Serotonergic modulation of ventilation and upper airway stability in obese Zucker rats

H Nakano, U J Magalang, S D Lee, J A Krasney, G A Farkas
American Journal of Respiratory and Critical Care Medicine 2001, 163 (5): 1191-7
To elucidate the role of serotonin in the maintenance of normal breathing and upper airway (UA) patency in obesity, we studied the effects of systemic administration of ritanserin, a serotonin (5-HT) 2A and 2C receptor antagonist, on ventilation (V E) during room air breathing and during hypoxic (10% O2) and hypercapnic (4% CO2) ventilatory challenges in awake young (6-8 wk) and older (7-8 mo) obese and lean Zucker (Z) rats. Older obese Z rats adopted a more rapid shallow breathing pattern compared with older lean rats. The administration of ritanserin (1 mg/kg intraperitoneally) to older obese rats resulted in a reduction in V E (439 +/- 35 [SD] to 386 +/- 41 ml/kg/min, p < 0.01), a decrease in respiratory rate, a prolongation of inspiratory time, and an increase in V O2 (16.4 +/- 1.7 to 18.2 +/- 1.9 ml/kg(0.75)/min, p < 0.05) during room air breathing. By comparison, it had little effect on ventilation in young lean and obese Z or older lean Z rats. Ritanserin also had no effect on ventilatory responses to either hypoxia or hypercapnia in young or older lean and obese Z rats. The collapsibility of the isolated UA was examined in older Z rats.
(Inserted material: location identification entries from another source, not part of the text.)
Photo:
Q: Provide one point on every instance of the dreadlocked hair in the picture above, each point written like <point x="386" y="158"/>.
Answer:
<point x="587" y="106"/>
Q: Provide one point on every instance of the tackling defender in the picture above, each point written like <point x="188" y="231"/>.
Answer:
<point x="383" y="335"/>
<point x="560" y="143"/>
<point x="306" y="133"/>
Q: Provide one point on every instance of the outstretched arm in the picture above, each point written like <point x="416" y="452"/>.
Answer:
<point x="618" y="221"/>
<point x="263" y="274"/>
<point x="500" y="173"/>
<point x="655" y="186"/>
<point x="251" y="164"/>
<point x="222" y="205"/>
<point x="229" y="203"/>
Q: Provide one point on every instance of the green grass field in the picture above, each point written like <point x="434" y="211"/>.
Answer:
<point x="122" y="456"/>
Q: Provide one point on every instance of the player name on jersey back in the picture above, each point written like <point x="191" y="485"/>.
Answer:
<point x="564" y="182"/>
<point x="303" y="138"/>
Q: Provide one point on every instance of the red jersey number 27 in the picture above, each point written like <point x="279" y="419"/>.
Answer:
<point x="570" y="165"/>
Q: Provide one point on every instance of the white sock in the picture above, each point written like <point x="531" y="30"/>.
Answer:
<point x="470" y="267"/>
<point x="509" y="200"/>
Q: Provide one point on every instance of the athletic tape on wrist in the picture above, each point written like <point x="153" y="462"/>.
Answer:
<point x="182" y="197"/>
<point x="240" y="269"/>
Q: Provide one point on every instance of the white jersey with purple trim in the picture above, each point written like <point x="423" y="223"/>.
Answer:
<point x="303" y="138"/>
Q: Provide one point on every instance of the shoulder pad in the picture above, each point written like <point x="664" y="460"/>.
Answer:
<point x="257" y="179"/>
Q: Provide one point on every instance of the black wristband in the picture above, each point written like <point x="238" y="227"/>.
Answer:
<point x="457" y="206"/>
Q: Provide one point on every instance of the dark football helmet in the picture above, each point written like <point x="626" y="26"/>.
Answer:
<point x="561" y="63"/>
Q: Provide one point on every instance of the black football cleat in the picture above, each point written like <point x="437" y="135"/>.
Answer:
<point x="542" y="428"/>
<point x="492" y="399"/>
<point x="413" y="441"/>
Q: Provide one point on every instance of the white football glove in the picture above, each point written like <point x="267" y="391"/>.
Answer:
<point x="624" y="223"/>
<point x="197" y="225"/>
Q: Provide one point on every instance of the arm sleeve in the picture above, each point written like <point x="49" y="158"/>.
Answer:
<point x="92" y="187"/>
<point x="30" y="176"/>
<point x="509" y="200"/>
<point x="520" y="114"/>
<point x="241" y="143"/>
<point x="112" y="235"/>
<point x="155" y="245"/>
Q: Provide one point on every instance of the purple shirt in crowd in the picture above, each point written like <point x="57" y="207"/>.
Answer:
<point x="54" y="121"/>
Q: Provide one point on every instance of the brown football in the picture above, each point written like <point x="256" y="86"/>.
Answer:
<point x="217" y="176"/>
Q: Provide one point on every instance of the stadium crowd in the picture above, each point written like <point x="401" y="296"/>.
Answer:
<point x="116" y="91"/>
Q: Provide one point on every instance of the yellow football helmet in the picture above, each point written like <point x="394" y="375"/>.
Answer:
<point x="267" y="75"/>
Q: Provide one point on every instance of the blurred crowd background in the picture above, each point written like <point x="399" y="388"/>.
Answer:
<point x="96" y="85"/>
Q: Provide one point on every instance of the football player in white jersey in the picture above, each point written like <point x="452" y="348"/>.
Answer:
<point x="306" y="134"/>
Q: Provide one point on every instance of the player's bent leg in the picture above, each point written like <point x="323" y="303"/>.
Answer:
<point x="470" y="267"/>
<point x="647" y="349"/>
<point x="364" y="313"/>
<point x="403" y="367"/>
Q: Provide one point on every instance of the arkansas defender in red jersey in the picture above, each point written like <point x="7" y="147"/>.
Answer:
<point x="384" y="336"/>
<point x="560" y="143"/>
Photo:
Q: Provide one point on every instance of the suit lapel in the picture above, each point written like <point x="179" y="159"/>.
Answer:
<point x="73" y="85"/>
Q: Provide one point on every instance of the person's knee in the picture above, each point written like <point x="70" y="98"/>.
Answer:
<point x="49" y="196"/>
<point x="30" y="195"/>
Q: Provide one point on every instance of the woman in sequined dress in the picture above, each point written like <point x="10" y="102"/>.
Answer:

The pharyngeal critical pressure (Pcrit) of older obese rats was significantly greater than that of lean rats (p < 0.05), indicating that obese rats have more collapsible UA than lean rats. The administration of ritanserin significantly increased Pcrit in older obese rats (-1.6 +/- 0.3 to -0.8 +/- 0.2 cm H2O, p < 0.01) and in lean rats (-3.1 +/- 1.0 to -2.4 +/- 0.6 cm H2O, p < 0.05). We suggest that the 5-HT(2A/2C) receptor subtype plays an important role in the maintenance of UA stability and normal breathing in obesity, and we speculate that older obese Z rats may have augmented serotonergic control of UA dilator muscles as a mechanism to prevent pharyngeal collapse.